Last time, we looked at harvesting and storage of coffee. Today we pick from where we left, and focus on Roasting and blending, and Brewing.
There are different ways to blend coffee. The main differences have to be variance in acidity and taste. Essentially, the process of blending can be summarized as the act of balancing flavors in order to make a superior coffee blend. In a general note, most of the well known coffee blends contain around 5 to 7 types of coffee beans.
It is said that coffee roasting is one of the operations coffee lovers love to do by themselves. In a summary, roasting can be said as the process of balancing addition and reduction of aroma and flavors. The expected results are a dark brown coffee if perfectly roasted and black if not correctly done.

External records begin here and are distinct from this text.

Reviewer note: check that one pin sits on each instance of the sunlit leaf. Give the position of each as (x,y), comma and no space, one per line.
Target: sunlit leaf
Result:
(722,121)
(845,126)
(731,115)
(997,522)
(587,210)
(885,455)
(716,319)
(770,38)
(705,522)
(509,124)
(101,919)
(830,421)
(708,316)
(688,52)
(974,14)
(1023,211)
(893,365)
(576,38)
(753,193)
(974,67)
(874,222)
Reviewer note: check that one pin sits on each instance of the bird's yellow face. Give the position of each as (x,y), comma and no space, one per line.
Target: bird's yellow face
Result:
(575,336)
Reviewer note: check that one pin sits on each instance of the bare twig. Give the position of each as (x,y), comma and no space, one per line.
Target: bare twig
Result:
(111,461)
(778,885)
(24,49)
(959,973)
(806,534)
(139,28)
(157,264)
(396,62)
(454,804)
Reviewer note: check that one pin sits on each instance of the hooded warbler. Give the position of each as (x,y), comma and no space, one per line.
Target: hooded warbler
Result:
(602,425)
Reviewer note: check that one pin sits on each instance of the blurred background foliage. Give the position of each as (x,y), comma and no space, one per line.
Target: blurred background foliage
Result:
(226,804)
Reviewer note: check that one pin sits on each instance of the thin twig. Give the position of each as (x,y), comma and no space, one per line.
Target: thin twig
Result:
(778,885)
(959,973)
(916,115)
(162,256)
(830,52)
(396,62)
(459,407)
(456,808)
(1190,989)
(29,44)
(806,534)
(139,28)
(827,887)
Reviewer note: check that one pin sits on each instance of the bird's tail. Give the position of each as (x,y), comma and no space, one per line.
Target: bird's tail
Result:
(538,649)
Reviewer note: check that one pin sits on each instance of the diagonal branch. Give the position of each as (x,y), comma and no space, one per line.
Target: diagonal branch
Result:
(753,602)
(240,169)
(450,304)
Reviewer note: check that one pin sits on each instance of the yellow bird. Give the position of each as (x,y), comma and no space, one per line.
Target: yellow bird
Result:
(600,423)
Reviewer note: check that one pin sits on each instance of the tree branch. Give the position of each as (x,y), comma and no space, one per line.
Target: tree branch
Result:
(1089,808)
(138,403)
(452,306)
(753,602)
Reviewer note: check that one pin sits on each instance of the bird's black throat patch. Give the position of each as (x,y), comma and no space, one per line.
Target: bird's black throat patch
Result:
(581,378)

Modern technology has come up with varied ways of roasting, but all rely on the same old concept. This concept is to roast coffee bean to evenly flavorful state. The most popular roasting methods are Drum and Hot air roasting method.
Drum Roasting Method
In this method, machines roast the coffee beans in a rotating drum heated by gas. When it is done, the beans are removed to cool to prevent them from overcooking.
Hot Air Roasting Method
In this method, the beans are roasted on a hot air current.
Green coffee beans are mostly roasted at around 400 degrees Fahrenheit. After going through roasting process, coffee beans usually increase by half but concurrently losing considerable weight.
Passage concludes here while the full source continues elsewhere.